Geetings to everyone.
For some time already we are testing HDFS filesystem (without
Map/Reduce) for our cluster setup.
It is mostly OK. I've encountered FreeBSD support issue
that I did workaround by creating custom shell script "stat" command
that mimics Linux behaviour.
Now I've decided to look at reliability/HA options for name node.
As far as I could see, secondary name node should be replaced either
with checkpoint or backup node. Unfortunately, documentation does not
shows any pros or cons of the options. So, anyway, I've decided to go
backup node way.
It was strange for me that default configuration is done with deprecated
secondary name node setup. Also all the scripts are good for secondary
name node and not "new way".
I did next things:
1) I've chosen one node to be my backup node
2) I did create conf/backup file that has my backup node hostname
3) I did replace last line of start-dfs.sh script (the line that were
starting secondary name node) with next line:
"$HADOOP_COMMON_HOME"/bin/hadoop-daemons.sh --config $HADOOP_CONF_DIR
--hosts backup --script "$bin"/hdfs start namenode -backup $nameStartOpt
4) I did add dfs.http.address property to my hdsf-site.xml file. Until I
did so, my backup node could not find my name node
5) I did create name directory on backup host
6) I stopped secondary name node
7) I did try to start my backup node.
Now I am getting java.io.FileNotFoundException:
messages on backup node and 2011-06-07 15:40:51,534 WARN
org.mortbay.log: /getimage: java.io.IOException: GetImage failed.

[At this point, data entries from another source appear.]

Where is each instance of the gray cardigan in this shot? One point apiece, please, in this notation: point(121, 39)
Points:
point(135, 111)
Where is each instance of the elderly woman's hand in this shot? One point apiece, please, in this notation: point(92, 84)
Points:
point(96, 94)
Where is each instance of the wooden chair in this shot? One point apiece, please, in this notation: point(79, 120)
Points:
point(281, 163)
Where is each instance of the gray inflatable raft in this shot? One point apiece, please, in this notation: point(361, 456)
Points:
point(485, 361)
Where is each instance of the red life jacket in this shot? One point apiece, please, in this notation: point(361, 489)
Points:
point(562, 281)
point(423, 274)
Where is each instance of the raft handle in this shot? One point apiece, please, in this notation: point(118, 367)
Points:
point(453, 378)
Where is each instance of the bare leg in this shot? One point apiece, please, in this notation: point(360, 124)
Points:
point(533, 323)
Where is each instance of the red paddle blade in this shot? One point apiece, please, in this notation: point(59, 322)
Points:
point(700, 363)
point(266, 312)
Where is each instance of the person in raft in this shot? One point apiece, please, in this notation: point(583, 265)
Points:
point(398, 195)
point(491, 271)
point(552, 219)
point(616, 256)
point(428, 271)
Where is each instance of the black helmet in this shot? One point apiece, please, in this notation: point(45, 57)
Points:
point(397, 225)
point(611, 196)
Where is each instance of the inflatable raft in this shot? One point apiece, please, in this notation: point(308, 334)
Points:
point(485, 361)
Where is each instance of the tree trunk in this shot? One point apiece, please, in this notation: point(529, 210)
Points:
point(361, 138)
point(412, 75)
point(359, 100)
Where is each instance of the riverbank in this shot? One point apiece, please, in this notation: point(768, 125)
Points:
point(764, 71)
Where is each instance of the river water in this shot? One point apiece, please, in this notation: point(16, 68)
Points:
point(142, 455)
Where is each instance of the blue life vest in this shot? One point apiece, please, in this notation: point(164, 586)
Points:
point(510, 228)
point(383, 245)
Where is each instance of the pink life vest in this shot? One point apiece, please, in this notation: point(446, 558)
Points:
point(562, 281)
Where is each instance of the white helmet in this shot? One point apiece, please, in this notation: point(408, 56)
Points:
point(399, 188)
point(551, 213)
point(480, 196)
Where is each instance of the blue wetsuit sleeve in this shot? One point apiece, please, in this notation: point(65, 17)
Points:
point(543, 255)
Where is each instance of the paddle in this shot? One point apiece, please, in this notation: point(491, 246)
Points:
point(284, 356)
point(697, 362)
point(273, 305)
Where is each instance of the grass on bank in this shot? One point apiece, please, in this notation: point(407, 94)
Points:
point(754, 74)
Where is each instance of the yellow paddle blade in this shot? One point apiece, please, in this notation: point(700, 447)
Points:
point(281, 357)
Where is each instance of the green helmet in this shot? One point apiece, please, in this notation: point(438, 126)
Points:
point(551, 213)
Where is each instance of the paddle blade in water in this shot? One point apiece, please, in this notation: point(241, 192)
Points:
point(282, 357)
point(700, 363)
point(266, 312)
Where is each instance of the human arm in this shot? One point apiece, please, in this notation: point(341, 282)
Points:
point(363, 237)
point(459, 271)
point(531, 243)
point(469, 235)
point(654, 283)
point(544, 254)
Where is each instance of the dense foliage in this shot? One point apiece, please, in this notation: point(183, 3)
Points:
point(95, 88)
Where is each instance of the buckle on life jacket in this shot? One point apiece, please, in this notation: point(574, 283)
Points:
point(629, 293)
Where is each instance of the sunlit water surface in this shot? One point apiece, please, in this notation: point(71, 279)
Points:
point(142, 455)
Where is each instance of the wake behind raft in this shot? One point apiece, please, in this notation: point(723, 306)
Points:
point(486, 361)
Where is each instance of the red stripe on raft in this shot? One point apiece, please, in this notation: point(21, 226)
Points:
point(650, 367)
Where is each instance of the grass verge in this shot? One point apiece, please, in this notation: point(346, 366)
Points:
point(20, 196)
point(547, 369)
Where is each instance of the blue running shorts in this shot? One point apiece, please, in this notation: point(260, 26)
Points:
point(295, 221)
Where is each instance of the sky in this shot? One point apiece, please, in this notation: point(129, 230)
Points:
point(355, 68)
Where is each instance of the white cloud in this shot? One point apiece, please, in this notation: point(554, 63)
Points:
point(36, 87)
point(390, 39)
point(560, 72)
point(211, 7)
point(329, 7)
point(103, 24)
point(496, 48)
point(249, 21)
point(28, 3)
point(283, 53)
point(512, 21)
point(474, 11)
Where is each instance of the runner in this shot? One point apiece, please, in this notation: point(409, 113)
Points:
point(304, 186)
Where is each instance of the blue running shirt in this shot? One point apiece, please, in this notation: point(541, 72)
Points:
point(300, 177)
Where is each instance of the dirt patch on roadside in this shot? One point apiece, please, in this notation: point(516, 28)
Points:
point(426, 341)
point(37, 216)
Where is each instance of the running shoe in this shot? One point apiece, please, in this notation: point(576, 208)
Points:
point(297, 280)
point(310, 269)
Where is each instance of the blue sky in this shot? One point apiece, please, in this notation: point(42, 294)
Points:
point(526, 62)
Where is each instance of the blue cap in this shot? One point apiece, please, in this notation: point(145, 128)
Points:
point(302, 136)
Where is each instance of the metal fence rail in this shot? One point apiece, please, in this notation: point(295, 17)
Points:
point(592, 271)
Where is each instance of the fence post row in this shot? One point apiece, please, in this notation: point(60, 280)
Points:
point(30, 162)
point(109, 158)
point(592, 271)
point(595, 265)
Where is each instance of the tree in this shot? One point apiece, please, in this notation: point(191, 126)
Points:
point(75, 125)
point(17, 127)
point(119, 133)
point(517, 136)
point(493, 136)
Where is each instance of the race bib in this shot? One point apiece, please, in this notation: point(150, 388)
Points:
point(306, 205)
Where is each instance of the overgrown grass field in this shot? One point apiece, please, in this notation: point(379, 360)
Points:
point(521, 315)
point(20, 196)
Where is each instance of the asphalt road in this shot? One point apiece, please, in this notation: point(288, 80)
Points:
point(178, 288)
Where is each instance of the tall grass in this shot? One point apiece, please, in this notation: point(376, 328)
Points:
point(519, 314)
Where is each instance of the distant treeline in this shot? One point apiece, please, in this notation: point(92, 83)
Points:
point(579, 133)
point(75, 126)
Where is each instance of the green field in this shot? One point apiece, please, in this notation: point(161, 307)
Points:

java.io.IOException: Inconsistent checkpoint fields.
LV = -24 namespaceID = 1842738969 cTime = 0; checkpointTime = 1307458455405.
Expecting respectively: -24; 1842738969; 0; 1307458455406
on name node.
Is it ok, will they sync after some time?
BTW: Is it correct that
http://hadoop.apache.org/common/docs/current/index.html point to 0.20
and not 0.21 documentation?
Best regards, Vitalii Tymchyshyn